The efficacy of an experimental vaccine is determined by comparing the viral load in vaccinated animals and control animals. The results of these ‘proof of principle’ studies largely determine if a vaccine candidate will be further developed for human use, or not.
The 3Rs in Zika virus research
Anyone who works with laboratory animals in Europe is required to explain why their research cannot be performed in any other way. Can it be done without using laboratory animals? Or can it be done using fewer animals? Which techniques are available to minimise the discomfort for the laboratory animals? In other words: have the 3Rs been implemented?
Replacement
A vaccine is designed to activate an immunological memory. To evaluate an experimental vaccine, a fully functional immune system is required. In the case of the Zika virus, we currently do not know how this memory is generated and what mechanisms in the immune system are responsible. As such, there is currently no animal-free method to study the interaction between a Zika virus vaccine and the immune system.
Reduction
Only the most promising vaccine candidates are evaluated in animals. Numerous animal-free techniques are used to prevent ineffective or less-effective vaccines from being tested on animals. Combining several vaccine candidates in one study also reduces the number of animals needed.
Refinement
The Netherlands National Committee for the protection of animals used for scientific purposes uses the following definition for the refinement of animal testing: the refinement of animal testing aims to reduce the discomfort of laboratory animals and/or to optimise laboratory animal welfare.
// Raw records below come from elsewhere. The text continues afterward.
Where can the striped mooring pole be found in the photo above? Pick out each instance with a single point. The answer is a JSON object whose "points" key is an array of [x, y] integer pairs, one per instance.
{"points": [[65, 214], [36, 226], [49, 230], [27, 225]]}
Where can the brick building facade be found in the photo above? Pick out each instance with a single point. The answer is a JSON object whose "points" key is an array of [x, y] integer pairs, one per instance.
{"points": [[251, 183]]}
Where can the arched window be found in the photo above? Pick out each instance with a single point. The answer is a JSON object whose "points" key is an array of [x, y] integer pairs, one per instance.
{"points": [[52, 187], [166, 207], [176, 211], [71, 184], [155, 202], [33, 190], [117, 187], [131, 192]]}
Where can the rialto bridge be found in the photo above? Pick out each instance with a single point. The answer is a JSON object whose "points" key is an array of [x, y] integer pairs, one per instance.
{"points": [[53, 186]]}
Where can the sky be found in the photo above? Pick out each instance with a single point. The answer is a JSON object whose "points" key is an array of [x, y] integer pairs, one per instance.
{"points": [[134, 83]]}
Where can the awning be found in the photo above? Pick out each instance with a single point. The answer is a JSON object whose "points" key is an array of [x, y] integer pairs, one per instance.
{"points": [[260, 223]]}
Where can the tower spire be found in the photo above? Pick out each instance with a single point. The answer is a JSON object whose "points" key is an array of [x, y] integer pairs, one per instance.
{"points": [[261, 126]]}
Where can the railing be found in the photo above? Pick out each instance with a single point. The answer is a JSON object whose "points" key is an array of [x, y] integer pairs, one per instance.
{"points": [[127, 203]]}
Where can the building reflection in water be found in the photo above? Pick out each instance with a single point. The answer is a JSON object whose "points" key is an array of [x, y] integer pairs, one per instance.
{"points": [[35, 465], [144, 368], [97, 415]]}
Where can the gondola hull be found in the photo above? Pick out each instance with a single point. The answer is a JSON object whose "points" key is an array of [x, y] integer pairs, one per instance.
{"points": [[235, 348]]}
Good living conditions are a key part of our animal welfare policy. At BPRC, animals are always housed in social groups and never alone, and we have an extensive environmental enrichment programme. Furthermore, the animals are trained to reduce stress during experiments.
The rise of HIV and the unprecedented progress in biomedical science go hand in hand, both in terms of technology and animal welfare. As a result, much more data can be collected per animal and their discomfort is minimised.